CLOTHING IS AN EMPOWERING TOOL
Clothing is a basic human need.
Originally used to protect and shelter the human body from rain, wind, heat, and cold, clothing has greatly expanded in its use and functions. Today clothing is a tool that fulfills other more developed social needs.
In Maslow’s Hierarchy of Needs, there are five basic needs identified that humans need to meet for them to have their personal, biological and social needs met. Clothing was originally created as a way to meet the biological needs tied to protection, warmth, and temperature control: physiological needs (Kuchler & Miller, 2005). As humans have evolved we have created multiple forms of communication, some forms are solely visual and communicated by the way we represent ourselves to the world. Clothing has served as a form of communication through symbols, allowing an individual to express their identity or affiliation with groups. In this way clothing helps us express where the groups we belong to and roles that we take on in our families, communities, and professions.( love/belonging).
Clothing is also a form of affects how we see ourselves. It affects our confidence, pride, and can reflect our current moods. In this way clothing plays a role in our self-esteem. Finally, clothing is a part of self-actualization. As we curate our wardrobes, express our personal styles and values through clothing we are finding fulfillment and an outlet of creativity through the clothes that we wear. Everyday when we decide what to wear and in that process if we feel like we are confident...
Self-Acualization
Self-Esteem
love/belonging
Safety
Physiological
Our individual identities are expressed through the outfits and garments we choose. Clothing helps us construct and mediate factors such as social normativity, expectations, and our projection of self-identity to the world (Kuchler & Schaffrin, 2016). Clothing not only helps us curate our personal identities; it gives us a visual, social language to express ourselves and help us decipher the identities of others (Holroyd, 2017). In this way, clothing is highly social and communicative.
Clothing is not only a tool, but is also an extension of a person’s self. Erasmus of Rottersam, viewed clothing as “the body of the body”, meaning that clothing is just as personal as our physical being because we take it on not only as a physical extension of our bodies, but our clothing also includes the personalness of our identity and our sense of self (Hansen, 2000, p.11). Our clothing accompanies us through every motion, activity, errand, and good or bad day that we have.

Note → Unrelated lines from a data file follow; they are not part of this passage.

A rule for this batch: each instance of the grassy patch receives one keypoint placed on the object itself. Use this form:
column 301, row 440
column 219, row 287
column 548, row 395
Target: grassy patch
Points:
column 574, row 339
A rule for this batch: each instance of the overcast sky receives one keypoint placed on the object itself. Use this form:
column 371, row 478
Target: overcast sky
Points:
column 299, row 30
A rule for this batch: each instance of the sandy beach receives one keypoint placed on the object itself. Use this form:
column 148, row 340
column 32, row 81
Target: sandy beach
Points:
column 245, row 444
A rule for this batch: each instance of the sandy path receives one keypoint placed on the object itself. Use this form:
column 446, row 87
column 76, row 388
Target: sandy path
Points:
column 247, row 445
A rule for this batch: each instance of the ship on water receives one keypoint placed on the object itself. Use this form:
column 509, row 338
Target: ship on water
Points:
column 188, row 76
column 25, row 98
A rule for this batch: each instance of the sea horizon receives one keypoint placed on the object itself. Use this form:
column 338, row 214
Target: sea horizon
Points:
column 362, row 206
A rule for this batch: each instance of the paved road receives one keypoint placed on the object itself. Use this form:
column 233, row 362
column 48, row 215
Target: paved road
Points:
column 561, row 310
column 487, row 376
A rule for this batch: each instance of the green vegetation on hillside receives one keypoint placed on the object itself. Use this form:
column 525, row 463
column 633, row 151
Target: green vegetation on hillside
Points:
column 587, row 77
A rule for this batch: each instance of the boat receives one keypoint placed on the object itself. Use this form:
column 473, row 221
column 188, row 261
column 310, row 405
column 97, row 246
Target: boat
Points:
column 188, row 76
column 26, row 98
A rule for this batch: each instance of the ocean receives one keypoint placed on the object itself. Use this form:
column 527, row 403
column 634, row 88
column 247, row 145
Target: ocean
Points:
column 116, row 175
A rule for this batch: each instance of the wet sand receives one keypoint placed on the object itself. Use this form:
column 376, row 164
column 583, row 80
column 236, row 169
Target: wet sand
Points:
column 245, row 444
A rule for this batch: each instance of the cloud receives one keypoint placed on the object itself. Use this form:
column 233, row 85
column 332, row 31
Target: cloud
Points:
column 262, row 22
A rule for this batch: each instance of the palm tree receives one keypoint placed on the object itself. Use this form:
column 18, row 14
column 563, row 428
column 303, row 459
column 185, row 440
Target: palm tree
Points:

Just as we have memories stored of our life, our clothing has recorded our personal histories, our stains, creases, wrinkles, marks of wear, they are all a record of our personal story that our clothing has kept for us.
Every day, we are woven into these systems, structures and complexities solely by getting dressed. Therefore, clothing is an under considered, yet powerful and empowering tool. In addition, this is not an obscure tool; we all already have modern toolboxes -- closets -- full of them. Once we understand clothing as a tool, it is then up to us to decide how we will use these tools to shape and influence the world around us.